I would not say med entry is necessary but I would recommend it. However it's only any good if you know how to use their endless archives of questions and the practice exams. Section 3 is really what medentry is good for - do a few trial exams and find out if you are good/weak at this section and let that help you decide whether or not you need medentry.
Medentry's section one might help - but in all truth it is completely ridiculous as the drills and the questions are so hard that they offer little relevance to the real UMAT (you will often find that you may need to spend 40 minutes to over an hour on a single 20 minute drill) - that being said, section 1 in the exams is decent.
Section 2 is pitiful IMO, for me, the more of it I did, the worse I seemed to be getting.

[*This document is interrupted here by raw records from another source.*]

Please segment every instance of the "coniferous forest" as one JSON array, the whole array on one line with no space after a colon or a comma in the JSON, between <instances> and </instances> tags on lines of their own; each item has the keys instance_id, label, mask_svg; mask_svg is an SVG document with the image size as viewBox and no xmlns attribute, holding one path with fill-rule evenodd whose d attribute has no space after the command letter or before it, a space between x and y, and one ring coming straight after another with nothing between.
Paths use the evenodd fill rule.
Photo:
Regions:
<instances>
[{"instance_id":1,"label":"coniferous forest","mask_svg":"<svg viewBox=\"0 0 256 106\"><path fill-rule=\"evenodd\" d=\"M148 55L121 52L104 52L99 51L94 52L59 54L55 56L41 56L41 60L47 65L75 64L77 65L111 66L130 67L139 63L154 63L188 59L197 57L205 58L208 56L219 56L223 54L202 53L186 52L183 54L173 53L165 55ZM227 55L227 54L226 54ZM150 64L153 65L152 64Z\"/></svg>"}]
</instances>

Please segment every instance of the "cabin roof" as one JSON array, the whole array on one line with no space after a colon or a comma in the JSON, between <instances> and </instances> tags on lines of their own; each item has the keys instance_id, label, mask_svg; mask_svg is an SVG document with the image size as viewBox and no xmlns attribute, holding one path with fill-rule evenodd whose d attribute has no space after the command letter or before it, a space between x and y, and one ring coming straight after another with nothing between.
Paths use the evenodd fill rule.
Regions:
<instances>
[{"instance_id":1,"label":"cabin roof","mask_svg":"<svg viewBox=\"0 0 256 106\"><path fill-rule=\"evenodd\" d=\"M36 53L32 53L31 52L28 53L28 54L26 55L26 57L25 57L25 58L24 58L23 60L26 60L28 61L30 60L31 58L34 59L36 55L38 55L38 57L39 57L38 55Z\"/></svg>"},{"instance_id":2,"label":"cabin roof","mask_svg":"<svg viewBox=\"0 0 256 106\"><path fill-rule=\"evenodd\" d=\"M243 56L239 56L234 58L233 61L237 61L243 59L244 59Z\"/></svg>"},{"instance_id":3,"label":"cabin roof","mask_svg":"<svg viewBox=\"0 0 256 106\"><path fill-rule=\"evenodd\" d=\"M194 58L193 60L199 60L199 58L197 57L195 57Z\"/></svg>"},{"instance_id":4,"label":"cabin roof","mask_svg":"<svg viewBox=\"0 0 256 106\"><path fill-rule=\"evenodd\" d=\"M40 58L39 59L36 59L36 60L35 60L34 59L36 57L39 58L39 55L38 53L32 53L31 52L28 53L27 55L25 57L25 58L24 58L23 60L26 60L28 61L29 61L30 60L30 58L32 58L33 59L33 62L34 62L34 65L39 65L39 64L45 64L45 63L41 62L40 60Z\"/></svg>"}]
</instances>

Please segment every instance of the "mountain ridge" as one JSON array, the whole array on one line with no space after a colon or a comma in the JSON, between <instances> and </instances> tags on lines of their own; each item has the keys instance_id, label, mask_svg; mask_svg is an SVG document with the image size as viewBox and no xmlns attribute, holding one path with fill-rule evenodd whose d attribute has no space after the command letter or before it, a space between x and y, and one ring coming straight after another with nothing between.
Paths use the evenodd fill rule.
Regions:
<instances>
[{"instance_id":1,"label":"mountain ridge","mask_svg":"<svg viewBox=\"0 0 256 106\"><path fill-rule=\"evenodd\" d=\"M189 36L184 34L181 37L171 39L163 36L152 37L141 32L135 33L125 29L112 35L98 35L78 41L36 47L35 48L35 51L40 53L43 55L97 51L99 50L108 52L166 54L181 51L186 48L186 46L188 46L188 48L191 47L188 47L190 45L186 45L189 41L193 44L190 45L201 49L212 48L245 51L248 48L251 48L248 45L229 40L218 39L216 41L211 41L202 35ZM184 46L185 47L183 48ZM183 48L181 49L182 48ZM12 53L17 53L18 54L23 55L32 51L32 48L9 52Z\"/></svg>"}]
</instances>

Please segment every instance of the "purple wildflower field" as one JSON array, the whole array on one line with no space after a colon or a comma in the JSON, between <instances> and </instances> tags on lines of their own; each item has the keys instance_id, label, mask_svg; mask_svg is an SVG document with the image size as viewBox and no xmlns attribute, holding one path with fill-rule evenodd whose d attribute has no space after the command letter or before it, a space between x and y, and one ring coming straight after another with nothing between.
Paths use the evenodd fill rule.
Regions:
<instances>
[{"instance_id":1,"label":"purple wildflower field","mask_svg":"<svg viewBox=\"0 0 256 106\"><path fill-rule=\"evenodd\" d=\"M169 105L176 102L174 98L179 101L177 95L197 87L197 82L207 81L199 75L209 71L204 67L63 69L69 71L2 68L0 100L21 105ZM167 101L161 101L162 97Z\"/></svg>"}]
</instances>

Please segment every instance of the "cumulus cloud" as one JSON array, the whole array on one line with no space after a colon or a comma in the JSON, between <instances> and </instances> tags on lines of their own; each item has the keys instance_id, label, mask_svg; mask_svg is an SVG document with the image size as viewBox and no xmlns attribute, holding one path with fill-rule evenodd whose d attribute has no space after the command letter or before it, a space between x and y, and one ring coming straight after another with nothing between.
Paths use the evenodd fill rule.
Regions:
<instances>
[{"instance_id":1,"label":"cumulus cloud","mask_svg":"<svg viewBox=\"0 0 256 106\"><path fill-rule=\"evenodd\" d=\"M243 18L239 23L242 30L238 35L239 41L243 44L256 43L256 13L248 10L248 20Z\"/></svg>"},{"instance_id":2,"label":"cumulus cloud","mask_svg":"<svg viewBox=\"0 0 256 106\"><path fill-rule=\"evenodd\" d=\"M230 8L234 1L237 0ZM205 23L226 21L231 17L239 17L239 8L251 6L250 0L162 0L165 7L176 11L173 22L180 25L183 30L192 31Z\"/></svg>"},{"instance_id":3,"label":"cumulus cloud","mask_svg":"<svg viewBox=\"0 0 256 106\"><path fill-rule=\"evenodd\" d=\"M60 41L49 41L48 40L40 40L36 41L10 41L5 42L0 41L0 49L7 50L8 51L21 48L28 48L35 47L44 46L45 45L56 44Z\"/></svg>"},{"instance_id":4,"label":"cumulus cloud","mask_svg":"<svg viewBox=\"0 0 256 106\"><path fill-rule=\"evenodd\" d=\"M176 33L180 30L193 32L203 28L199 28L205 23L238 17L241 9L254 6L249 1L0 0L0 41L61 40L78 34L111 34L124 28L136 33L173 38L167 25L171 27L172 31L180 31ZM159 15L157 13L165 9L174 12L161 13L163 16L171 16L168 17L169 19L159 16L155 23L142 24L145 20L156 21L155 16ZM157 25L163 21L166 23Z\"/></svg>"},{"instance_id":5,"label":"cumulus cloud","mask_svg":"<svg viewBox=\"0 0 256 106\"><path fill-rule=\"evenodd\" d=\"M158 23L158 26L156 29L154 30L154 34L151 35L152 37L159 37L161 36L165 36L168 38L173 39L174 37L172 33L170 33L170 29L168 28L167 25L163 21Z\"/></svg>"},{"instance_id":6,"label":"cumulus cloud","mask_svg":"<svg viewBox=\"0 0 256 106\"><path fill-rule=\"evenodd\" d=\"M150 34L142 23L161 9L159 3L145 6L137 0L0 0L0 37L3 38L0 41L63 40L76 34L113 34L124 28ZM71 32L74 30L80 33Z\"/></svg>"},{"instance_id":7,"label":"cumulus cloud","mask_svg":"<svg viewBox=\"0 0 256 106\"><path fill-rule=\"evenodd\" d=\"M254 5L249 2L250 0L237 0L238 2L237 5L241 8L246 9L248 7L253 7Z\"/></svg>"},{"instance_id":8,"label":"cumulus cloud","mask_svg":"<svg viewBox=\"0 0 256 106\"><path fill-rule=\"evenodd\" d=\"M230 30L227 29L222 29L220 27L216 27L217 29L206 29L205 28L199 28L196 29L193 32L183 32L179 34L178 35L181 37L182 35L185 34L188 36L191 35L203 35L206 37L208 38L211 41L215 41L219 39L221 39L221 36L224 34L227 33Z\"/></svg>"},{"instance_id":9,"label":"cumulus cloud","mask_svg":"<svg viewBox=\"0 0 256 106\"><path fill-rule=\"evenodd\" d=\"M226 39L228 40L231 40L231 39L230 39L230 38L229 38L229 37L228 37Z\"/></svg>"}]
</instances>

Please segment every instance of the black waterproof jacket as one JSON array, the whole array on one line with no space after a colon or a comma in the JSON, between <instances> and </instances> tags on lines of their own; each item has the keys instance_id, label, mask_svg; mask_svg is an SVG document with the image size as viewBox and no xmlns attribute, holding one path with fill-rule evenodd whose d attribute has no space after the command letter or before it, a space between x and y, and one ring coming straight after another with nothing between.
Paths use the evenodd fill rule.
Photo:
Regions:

For section 3, one of the best ways to improve is to just do a lot of their questions (at reasonable time intervals, don't go overboard and do too many at once) and that should noticeably improve your scores over time. However a lot of people still seem to claim that mass-doing medentry s3 questions still does not seem to help.
Most of my colleagues at monash med seem to have some experience with UMAT tutoring - and there are quite a few here who have done medentry (although they have varying opinions on how useful the course actually is)
Last but not least, doing med entry/any UMAT course will always give you invaluable confidence and some idea of what the UMAT is like - and even if the questions are poor in some cases, at the very least you can use them to practice your timing and speed making medentry a very worthvile course IMO.